The recruitment process may have been rigorous and professional. The selected CEO may be highly capable, accomplished, emotionally intelligent, and impressive in every respect. And yet, the company still fails to achieve the desired results under their leadership.
In most cases, this does not mean the CEO was poor. It simply means that success in one environment does not automatically transfer to another.
So why does this happen?
Context Is Everything
Leaders succeed within specific contexts.
A CEO who thrived in a high-growth company may have delivered results in an environment defined by speed, entrepreneurial decision-making, and continuous transformation. That same leadership style may not translate well into a family-owned business, a stable expert organization, or a listed company facing an entirely different level of stakeholder complexity.
One of the most important questions in CEO search is not simply what a candidate has achieved, but under what circumstances those achievements were made.
Confidence Is Not the Same as Capability
In recruitment situations, confidence can easily be mistaken for leadership.
Candidates who respond quickly, articulate strong opinions, and project certainty often make a powerful impression.
Research suggests, however, that sophisticated thinking is often reflected in something quite different: the ability to tolerate uncertainty, reconsider one’s assumptions when new information emerges, and keep multiple possibilities open longer than others might find comfortable.
Psychologist Adam Grant has described this as the ability to rethink.
And that matters.
Because the CEO’s role is rarely about having ready-made answers. More often, it is about asking the right questions when certainty simply does not exist.
The CEO Role Is Fundamentally Different
Many strong business leaders struggle when they step into the CEO role because the nature of leadership changes fundamentally.
A CEO no longer leads only a business unit, a function, or a commercial engine. The role expands to encompass strategy, board relationships, culture, communications, crises, and organizational trust.
In many ways, becoming a CEO means entering a new reality — one that requires learning, adaptation, and a willingness to reshape one’s own thinking.
The role can also be profoundly lonely.
Ambiguity is not the exception; it is part of the daily job.
Which is why self-awareness, learning agility, and comfort with uncertainty may be among the most critical leadership capabilities of all.
Timing Matters More Than the First 100 Days
New CEOs often feel pressure to demonstrate impact quickly. That can lead to rushed organizational changes, rewritten strategies, or premature leadership team reshuffles.
But often, the issue is not the decision itself — it is the timing.
The best CEOs are not always the fastest movers. They first read the situation, build trust, and understand how the organization truly works before making major moves.

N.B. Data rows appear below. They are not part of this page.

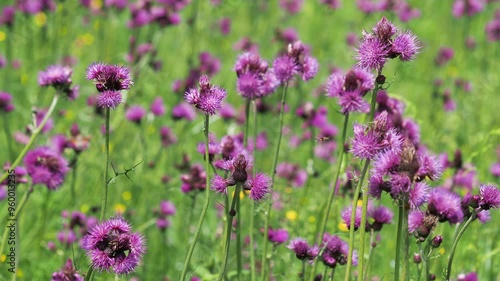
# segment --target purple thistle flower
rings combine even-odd
[[[181,102],[172,108],[172,118],[174,120],[186,119],[187,121],[192,121],[196,118],[196,111],[188,103]]]
[[[280,163],[276,167],[276,175],[288,180],[294,187],[303,186],[307,180],[307,171],[292,163]]]
[[[368,112],[370,104],[363,99],[368,91],[374,87],[374,77],[361,69],[352,69],[346,75],[333,72],[326,83],[326,92],[329,97],[337,97],[342,113]]]
[[[356,54],[358,66],[376,70],[380,74],[387,59],[396,57],[402,61],[413,59],[420,49],[417,37],[406,31],[392,39],[397,31],[397,27],[385,17],[375,25],[373,33],[364,31]]]
[[[50,190],[58,189],[69,171],[68,162],[59,153],[45,146],[26,153],[24,166],[33,184],[44,184]]]
[[[445,63],[449,62],[454,55],[455,52],[452,48],[441,47],[438,51],[438,54],[436,55],[436,58],[434,59],[434,62],[437,66],[442,66]]]
[[[304,0],[280,0],[279,4],[283,10],[293,15],[300,12],[304,5]]]
[[[123,218],[111,218],[98,224],[82,239],[82,248],[99,271],[113,270],[128,274],[135,270],[145,252],[141,234],[132,233]]]
[[[323,237],[324,250],[321,260],[325,266],[335,268],[337,265],[345,265],[349,255],[349,244],[336,235],[325,233]],[[353,265],[357,265],[357,253],[353,252]]]
[[[399,34],[392,43],[391,52],[399,56],[402,61],[412,60],[420,49],[417,36],[410,31]]]
[[[173,145],[177,142],[177,136],[174,134],[172,129],[170,129],[167,126],[162,126],[160,128],[160,138],[161,138],[161,145],[163,147]]]
[[[162,97],[156,97],[151,104],[151,112],[155,116],[163,116],[165,114],[165,104]]]
[[[57,240],[59,240],[62,244],[70,246],[76,242],[77,237],[73,230],[65,229],[57,233]]]
[[[411,210],[408,214],[408,232],[413,233],[424,223],[425,212]]]
[[[52,273],[50,281],[83,281],[83,277],[73,268],[71,259],[68,259],[60,271]]]
[[[38,127],[42,123],[43,118],[45,118],[45,114],[47,114],[47,109],[40,109],[36,111],[35,113],[36,127]],[[54,120],[52,120],[52,118],[49,118],[42,128],[42,133],[47,133],[50,130],[52,130],[52,128],[54,128]]]
[[[203,191],[206,187],[207,173],[199,164],[194,164],[189,168],[189,174],[181,175],[181,191],[188,193],[190,191]]]
[[[342,221],[346,225],[347,229],[351,228],[351,214],[352,214],[352,207],[344,208],[341,213]],[[361,207],[356,207],[354,230],[357,230],[360,226],[361,226]]]
[[[222,102],[226,98],[226,90],[211,85],[206,75],[200,77],[199,86],[199,90],[191,88],[184,94],[187,103],[200,109],[203,114],[216,114],[221,109]]]
[[[309,246],[307,241],[303,238],[293,239],[290,241],[287,248],[292,250],[299,260],[312,261],[319,254],[319,248],[317,246]]]
[[[385,206],[372,207],[368,210],[368,216],[373,219],[370,227],[375,231],[380,231],[384,224],[391,224],[394,214]]]
[[[125,112],[125,118],[137,124],[141,123],[142,118],[146,116],[146,110],[140,105],[132,105]]]
[[[161,201],[160,203],[160,213],[165,216],[173,216],[176,213],[174,203],[170,201]]]
[[[437,216],[440,222],[458,223],[464,217],[460,196],[442,188],[431,191],[427,208],[428,212]]]
[[[484,27],[486,37],[490,42],[500,41],[500,10],[495,10],[495,17]]]
[[[0,14],[0,25],[11,27],[14,24],[16,8],[13,6],[5,6]]]
[[[271,243],[274,243],[276,245],[283,244],[286,241],[288,241],[288,231],[284,228],[280,229],[270,228],[267,238]]]
[[[254,178],[249,179],[243,184],[245,190],[250,190],[250,199],[260,201],[270,192],[271,178],[262,173],[258,173]]]
[[[97,105],[99,107],[115,108],[120,103],[122,103],[122,94],[117,91],[104,91],[97,96]]]
[[[425,182],[416,182],[409,192],[410,208],[418,209],[429,199],[429,185]]]
[[[490,173],[494,177],[500,177],[500,162],[496,162],[496,163],[491,164]]]
[[[227,187],[229,185],[234,185],[234,183],[229,182],[227,179],[219,175],[213,176],[210,180],[210,188],[218,193],[227,194]]]
[[[477,273],[471,272],[471,273],[461,273],[457,275],[457,281],[478,281]]]
[[[500,208],[500,190],[493,184],[483,184],[479,187],[479,207],[483,210]]]
[[[132,86],[129,69],[124,66],[94,62],[87,67],[87,80],[93,80],[97,91],[119,92]]]
[[[273,62],[274,74],[281,84],[292,80],[293,76],[298,73],[297,68],[294,59],[286,55],[276,58]]]
[[[484,10],[484,0],[455,0],[452,7],[452,14],[456,18],[464,15],[471,17]]]
[[[64,89],[71,84],[73,70],[67,66],[50,65],[45,71],[38,74],[38,85],[53,86],[56,89]]]
[[[7,92],[0,92],[0,112],[11,112],[14,110],[12,96]]]
[[[363,69],[381,71],[387,61],[389,50],[385,43],[372,36],[363,37],[357,49],[357,65]]]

The Board’s Most Common Mistake
Many boards ask a familiar question:
Is this person experienced enough?
A better question would be:
In what kind of environment is this person at their best?
Capability is not one-dimensional. Neither is leadership.

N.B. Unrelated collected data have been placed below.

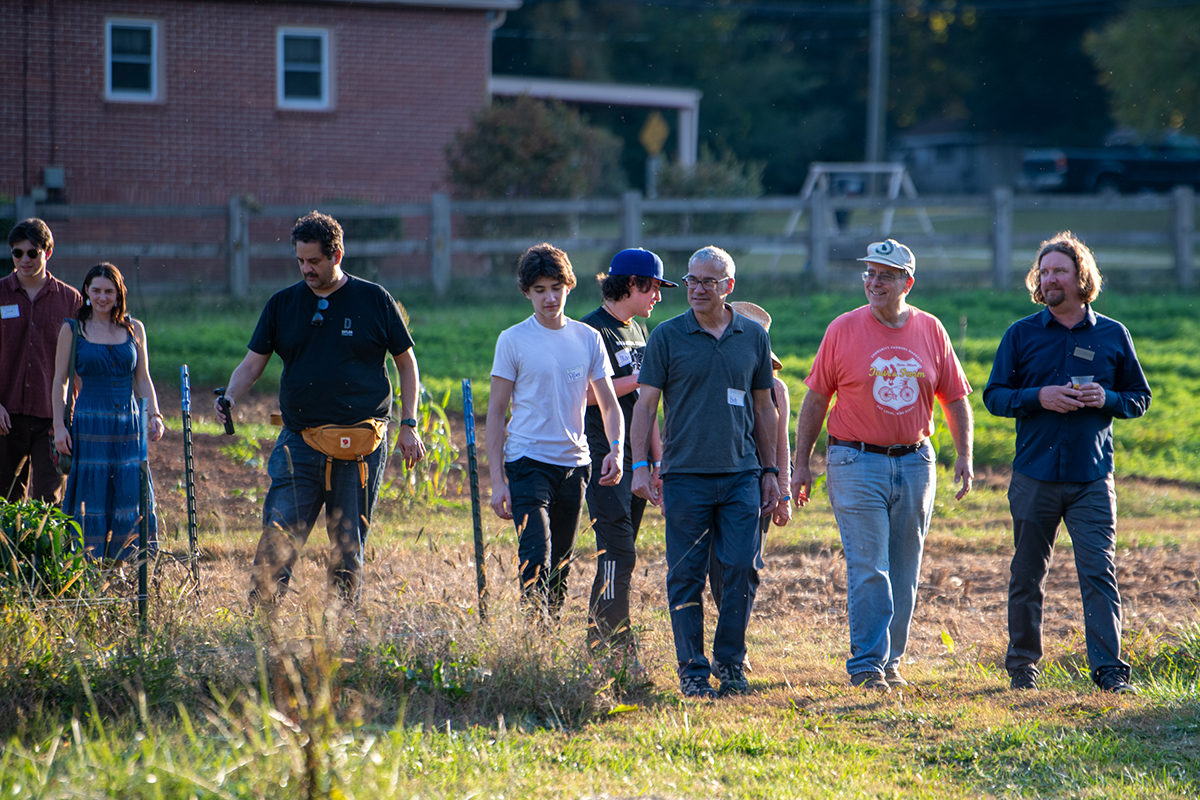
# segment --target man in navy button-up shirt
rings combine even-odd
[[[1150,387],[1129,331],[1091,309],[1100,283],[1092,252],[1070,232],[1043,242],[1025,285],[1046,308],[1004,334],[983,390],[989,411],[1017,420],[1005,659],[1014,689],[1037,688],[1046,572],[1065,522],[1092,680],[1105,691],[1137,691],[1121,658],[1112,421],[1145,414]]]

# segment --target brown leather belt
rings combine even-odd
[[[839,439],[836,436],[830,436],[825,440],[826,446],[836,445],[837,447],[853,447],[855,450],[862,450],[867,453],[878,453],[881,456],[907,456],[921,449],[921,445],[925,444],[925,440],[921,440],[916,444],[894,444],[890,447],[882,447],[877,444],[867,444],[866,442],[848,442],[845,439]]]

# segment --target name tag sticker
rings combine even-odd
[[[0,319],[16,319],[19,316],[21,316],[21,307],[19,305],[0,306]]]
[[[567,367],[567,383],[576,383],[583,380],[583,364],[577,367]]]
[[[617,351],[617,366],[628,367],[633,363],[633,355],[628,350]]]
[[[727,389],[726,391],[728,392],[729,405],[731,405],[731,406],[745,406],[746,405],[746,393],[743,392],[741,389]]]
[[[1091,350],[1084,350],[1082,347],[1076,347],[1075,352],[1072,353],[1072,355],[1076,358],[1082,358],[1084,361],[1091,361],[1096,357],[1096,354]]]

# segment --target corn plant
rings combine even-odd
[[[420,399],[417,405],[417,434],[425,443],[425,457],[411,469],[399,457],[393,455],[400,477],[391,481],[385,491],[395,492],[398,499],[406,505],[414,503],[436,503],[442,500],[450,488],[450,476],[462,470],[455,463],[458,460],[458,448],[450,434],[450,419],[446,416],[446,404],[450,401],[450,391],[436,403],[429,391],[422,385]],[[399,388],[396,390],[396,402],[400,402]],[[400,432],[396,430],[392,438],[392,450],[395,451]]]
[[[75,520],[41,500],[0,499],[0,586],[5,599],[84,592],[94,568]]]

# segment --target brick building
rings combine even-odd
[[[487,102],[491,32],[519,5],[6,0],[0,196],[427,201]]]

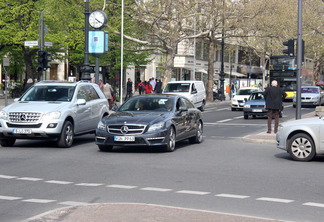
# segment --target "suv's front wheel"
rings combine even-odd
[[[62,148],[69,148],[72,146],[73,139],[74,139],[73,124],[70,121],[65,121],[57,145]]]
[[[16,139],[1,139],[0,145],[3,147],[11,147],[15,144]]]

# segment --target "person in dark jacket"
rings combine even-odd
[[[277,133],[279,126],[279,111],[282,108],[282,100],[286,98],[286,93],[278,87],[278,82],[273,80],[271,87],[266,88],[264,92],[266,109],[268,110],[268,131],[271,133],[272,115],[275,117],[274,133]]]
[[[128,78],[127,85],[126,85],[126,97],[125,101],[129,98],[131,98],[133,95],[133,82],[131,78]]]
[[[154,89],[155,93],[162,93],[162,82],[161,79],[158,79]]]

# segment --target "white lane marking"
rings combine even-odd
[[[157,188],[157,187],[144,187],[144,188],[141,188],[140,190],[157,191],[157,192],[168,192],[168,191],[172,191],[172,189]]]
[[[243,116],[237,116],[237,117],[234,117],[233,119],[242,119]]]
[[[128,185],[119,185],[119,184],[112,184],[112,185],[108,185],[107,187],[120,188],[120,189],[134,189],[134,188],[137,188],[137,186],[128,186]]]
[[[26,199],[22,200],[23,202],[30,202],[30,203],[52,203],[56,200],[47,200],[47,199]]]
[[[260,198],[257,198],[256,200],[270,201],[270,202],[277,202],[277,203],[291,203],[291,202],[294,202],[294,200],[270,198],[270,197],[260,197]]]
[[[86,187],[98,187],[98,186],[102,186],[102,183],[78,183],[75,184],[76,186],[86,186]]]
[[[304,206],[311,206],[311,207],[324,207],[322,203],[314,203],[314,202],[307,202],[303,203]]]
[[[222,121],[222,120],[221,120]],[[220,121],[217,121],[216,123],[205,123],[204,126],[216,126],[216,125],[226,125],[226,126],[267,126],[267,124],[260,124],[260,123],[223,123]]]
[[[0,200],[19,200],[21,197],[13,197],[13,196],[0,196]]]
[[[218,123],[224,123],[224,122],[228,122],[228,121],[231,121],[233,119],[223,119],[223,120],[219,120],[217,121]]]
[[[55,184],[62,184],[62,185],[66,185],[66,184],[71,184],[71,183],[73,183],[73,182],[60,181],[60,180],[47,180],[47,181],[45,181],[45,183],[55,183]]]
[[[17,180],[27,180],[27,181],[40,181],[43,180],[41,178],[35,178],[35,177],[19,177]]]
[[[3,179],[14,179],[14,178],[17,178],[16,176],[8,176],[8,175],[0,175],[0,178],[3,178]]]
[[[236,195],[236,194],[227,194],[227,193],[221,193],[215,195],[216,197],[228,197],[228,198],[236,198],[236,199],[245,199],[249,198],[249,196],[244,196],[244,195]]]
[[[89,203],[86,203],[86,202],[76,202],[76,201],[64,201],[64,202],[60,202],[58,204],[68,205],[68,206],[84,206],[84,205],[89,205]]]
[[[207,195],[207,194],[210,194],[210,192],[194,191],[194,190],[179,190],[176,193],[195,194],[195,195]]]

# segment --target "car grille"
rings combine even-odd
[[[302,100],[312,100],[312,97],[301,97]]]
[[[243,102],[244,102],[244,100],[237,100],[237,102],[239,102],[239,103],[243,103]]]
[[[41,117],[41,113],[34,112],[10,112],[10,122],[16,123],[34,123],[37,122]]]
[[[109,125],[107,130],[109,133],[116,135],[142,134],[145,125]]]
[[[42,126],[41,123],[38,124],[12,124],[12,123],[7,123],[8,127],[11,128],[40,128]]]
[[[251,108],[264,108],[264,105],[251,105]]]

There is no universally “right” CEO.
There are CEOs who are right for a particular situation.
The Ability to Rethink May Be the Ultimate CEO Capability
In senior executive search, finding intelligent, experienced, successful, and highly capable CEO candidates is rarely the challenge.
The more important task is understanding how well a candidate can learn from a situation they do not yet fully understand.
Because in the CEO role, the ability to revise one’s thinking in light of new information is often far more valuable than having confident answers from day one.
That may be one of the clearest differentiators between a persuasive CEO candidate — and the right CEO.